Als lid van de kerngroep van het Vlaams Talenplatform denkt hij na over manieren om het taalniveau van jongeren weer op te krikken. Daarvoor is er volgens hem een aanpassing van de visie op een doelgerichte lesaanpak in het leerplichtonderwijs nodig.
“Bij wiskunde vindt iedereen het normaal dat je eerst formules leert en pas daarna toepassingen behandelt, maar bij het taalonderwijs ligt de focus meteen op toepassingen zonder eerst een basis aan inzicht in structuren mee te geven. Dat werkt niet”, zegt hij. De kennisfundamenten zijn cruciaal, maar leerkrachten worden vandaag nog vaak tegengehouden om daar veel aandacht aan te besteden.

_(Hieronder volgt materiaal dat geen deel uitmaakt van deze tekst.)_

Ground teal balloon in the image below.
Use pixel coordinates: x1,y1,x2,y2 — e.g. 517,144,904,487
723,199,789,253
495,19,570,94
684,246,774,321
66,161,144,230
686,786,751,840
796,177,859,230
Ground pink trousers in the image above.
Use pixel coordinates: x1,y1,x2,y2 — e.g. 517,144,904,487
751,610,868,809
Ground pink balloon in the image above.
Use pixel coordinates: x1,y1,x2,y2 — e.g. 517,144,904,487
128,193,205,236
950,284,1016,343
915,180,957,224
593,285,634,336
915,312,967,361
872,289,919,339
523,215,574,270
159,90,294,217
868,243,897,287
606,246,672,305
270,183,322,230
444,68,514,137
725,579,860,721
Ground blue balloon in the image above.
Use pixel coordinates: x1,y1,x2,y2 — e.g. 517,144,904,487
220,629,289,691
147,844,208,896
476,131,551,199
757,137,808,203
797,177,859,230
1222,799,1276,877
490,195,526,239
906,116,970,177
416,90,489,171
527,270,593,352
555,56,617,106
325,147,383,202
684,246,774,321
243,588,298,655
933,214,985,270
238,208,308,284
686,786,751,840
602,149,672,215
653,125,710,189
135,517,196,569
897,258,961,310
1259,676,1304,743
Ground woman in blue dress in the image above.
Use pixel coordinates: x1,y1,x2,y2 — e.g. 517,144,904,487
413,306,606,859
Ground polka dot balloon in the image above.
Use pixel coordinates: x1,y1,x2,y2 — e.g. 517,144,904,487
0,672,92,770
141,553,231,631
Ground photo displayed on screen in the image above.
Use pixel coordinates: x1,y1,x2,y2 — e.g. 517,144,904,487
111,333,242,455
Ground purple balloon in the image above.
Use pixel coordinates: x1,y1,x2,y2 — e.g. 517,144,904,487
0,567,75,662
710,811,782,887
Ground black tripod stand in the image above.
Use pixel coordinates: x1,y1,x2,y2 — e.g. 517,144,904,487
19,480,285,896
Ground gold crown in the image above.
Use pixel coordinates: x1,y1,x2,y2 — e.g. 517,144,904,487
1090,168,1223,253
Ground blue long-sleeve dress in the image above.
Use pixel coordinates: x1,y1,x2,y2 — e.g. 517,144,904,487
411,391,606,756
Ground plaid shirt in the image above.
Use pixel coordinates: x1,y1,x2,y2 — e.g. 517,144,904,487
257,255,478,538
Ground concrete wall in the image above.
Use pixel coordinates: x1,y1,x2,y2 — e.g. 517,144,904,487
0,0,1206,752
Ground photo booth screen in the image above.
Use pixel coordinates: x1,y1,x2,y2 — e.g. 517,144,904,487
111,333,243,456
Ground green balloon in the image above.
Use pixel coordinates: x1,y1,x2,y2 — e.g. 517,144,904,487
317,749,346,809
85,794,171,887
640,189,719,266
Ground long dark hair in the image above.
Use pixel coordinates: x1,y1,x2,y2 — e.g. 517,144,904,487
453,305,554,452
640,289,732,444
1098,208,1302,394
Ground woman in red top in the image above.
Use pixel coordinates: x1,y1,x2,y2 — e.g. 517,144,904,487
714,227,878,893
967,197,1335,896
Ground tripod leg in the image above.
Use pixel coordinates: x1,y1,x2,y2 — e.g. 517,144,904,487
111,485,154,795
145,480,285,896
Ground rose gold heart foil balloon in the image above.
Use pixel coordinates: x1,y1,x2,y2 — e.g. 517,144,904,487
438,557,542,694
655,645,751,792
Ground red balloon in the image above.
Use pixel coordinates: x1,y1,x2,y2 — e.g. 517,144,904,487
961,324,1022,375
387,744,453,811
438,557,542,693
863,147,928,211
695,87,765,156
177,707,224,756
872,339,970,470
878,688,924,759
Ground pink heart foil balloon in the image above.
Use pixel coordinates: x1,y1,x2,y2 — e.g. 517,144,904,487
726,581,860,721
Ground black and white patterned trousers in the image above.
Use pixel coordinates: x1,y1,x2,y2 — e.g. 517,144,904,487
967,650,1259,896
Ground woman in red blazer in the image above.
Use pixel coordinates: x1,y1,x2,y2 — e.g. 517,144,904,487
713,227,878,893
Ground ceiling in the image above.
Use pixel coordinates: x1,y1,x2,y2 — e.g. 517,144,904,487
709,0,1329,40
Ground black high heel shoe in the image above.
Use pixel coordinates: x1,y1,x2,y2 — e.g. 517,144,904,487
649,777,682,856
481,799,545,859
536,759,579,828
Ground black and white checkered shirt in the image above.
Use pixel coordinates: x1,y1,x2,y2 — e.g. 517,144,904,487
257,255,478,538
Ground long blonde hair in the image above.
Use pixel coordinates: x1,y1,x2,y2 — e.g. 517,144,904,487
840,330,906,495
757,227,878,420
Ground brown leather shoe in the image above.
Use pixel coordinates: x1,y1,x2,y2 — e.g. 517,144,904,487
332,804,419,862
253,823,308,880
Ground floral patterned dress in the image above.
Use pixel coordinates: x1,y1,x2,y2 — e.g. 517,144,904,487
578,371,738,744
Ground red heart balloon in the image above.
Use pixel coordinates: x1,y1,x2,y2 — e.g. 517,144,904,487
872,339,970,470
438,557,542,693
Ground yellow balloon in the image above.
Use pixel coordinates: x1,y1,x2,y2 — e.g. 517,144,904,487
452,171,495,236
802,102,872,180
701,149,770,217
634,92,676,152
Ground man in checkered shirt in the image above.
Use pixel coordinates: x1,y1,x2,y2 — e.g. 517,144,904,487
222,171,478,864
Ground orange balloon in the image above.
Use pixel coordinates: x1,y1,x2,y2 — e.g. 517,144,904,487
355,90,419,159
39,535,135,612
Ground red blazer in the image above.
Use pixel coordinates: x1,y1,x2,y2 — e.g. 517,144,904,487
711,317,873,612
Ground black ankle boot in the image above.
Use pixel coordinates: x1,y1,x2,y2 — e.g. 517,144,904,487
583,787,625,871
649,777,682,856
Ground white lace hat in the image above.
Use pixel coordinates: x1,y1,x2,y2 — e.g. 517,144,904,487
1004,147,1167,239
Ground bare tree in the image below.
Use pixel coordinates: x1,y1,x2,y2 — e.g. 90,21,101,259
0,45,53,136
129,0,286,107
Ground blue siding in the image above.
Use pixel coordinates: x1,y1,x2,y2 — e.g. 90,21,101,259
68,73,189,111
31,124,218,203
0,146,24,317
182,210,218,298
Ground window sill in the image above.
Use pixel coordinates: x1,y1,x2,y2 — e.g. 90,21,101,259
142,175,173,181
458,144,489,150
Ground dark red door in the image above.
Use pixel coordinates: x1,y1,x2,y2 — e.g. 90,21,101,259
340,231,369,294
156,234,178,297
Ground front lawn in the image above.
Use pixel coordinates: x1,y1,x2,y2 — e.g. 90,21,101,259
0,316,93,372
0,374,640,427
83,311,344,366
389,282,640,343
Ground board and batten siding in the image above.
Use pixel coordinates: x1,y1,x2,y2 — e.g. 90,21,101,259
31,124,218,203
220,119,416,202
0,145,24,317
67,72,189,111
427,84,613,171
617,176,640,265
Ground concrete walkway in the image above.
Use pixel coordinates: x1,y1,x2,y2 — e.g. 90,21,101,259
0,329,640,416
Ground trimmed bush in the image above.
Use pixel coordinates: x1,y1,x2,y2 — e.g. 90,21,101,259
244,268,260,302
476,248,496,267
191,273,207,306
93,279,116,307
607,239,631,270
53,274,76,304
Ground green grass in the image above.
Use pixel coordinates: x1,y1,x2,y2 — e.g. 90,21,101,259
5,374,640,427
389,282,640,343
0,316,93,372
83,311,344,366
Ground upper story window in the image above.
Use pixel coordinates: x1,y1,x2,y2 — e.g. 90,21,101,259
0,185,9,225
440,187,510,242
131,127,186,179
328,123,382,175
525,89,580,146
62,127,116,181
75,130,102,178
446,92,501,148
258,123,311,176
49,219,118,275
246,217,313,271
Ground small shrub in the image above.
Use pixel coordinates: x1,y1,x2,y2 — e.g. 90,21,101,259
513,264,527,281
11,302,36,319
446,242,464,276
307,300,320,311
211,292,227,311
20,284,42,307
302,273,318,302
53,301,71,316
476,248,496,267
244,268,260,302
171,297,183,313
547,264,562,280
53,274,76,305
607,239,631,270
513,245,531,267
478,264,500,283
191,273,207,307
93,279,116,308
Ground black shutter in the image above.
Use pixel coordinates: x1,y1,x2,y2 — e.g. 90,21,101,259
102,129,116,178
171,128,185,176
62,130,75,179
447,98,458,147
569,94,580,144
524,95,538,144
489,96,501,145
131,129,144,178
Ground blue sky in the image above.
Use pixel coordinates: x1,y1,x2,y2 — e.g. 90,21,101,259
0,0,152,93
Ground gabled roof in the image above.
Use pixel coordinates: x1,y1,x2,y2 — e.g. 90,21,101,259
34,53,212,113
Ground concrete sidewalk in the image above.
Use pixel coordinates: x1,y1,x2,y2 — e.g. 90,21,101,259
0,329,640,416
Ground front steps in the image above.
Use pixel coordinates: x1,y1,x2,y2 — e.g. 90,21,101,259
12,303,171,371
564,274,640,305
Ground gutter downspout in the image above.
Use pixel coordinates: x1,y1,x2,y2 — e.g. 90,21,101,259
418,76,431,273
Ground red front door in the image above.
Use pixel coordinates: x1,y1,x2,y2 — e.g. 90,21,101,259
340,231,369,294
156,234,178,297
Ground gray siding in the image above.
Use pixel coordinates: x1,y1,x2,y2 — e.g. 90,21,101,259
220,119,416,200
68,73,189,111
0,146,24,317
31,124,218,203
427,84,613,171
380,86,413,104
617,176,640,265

De problemen in het leerplichtonderwijs hebben gevolgen voor de taaldocenten van morgen. Wie vandaag aan een educatieve bacheloropleiding begint, moet zo een verplichte taaltest afleggen. Ook daar liggen de scores laag en het is voor hogescholen niet eenvoudig om de groeiende kennisgaten dicht te fietsen. Op die manier dreigt een vicieuze cirkel te ontstaan waarbij de kwaliteit van het taalonderwijs verder achteruitgaat.
Nieuwe eindtermen
Achter de anekdotes over de dt-fouten van studenten gaan dus verschillende problemen schuil, maar dat betekent niet dat ze onoplosbaar zijn. Buysse gelooft dat de nieuwe eindtermen een kans bieden om de onderwijstanker te keren. Een grotere focus op kennisoverdracht kan daarbij het verschil maken, al moet de rol van taal dan wel naar waarde geschat worden.
“Klassenraden nemen tekorten voor taalvakken niet altijd ernstig”, zegt Buysse. Daarnaast krijgen leerlingen die slecht zijn in taal en wiskunde nog vaak het advies om toch een talenrichting te volgen. Leerkrachten staan daardoor voor een erg heterogeen publiek, wat de kwaliteit niet meteen ten goede komt.
Als onderwijzers wat minder grammaticale en stilistische fouten in de antwoorden van hun leerlingen willen zien, is het ten slotte belangrijk om niet alleen op het functionele aspect in te zetten. Katholiek Onderwijs Vlaanderen schrapte zo een uur Nederlands uit het lessenpakket van het eerste jaar secundair onderwijs, maar andere leerkrachten kunnen dat niet zomaar compenseren.
“Als je het niet systematisch en gestructureerd aanpakt, bereiken de taalcompetenties van leerlingen nooit het niveau dat de maatschappij verwacht”, besluit Buysse.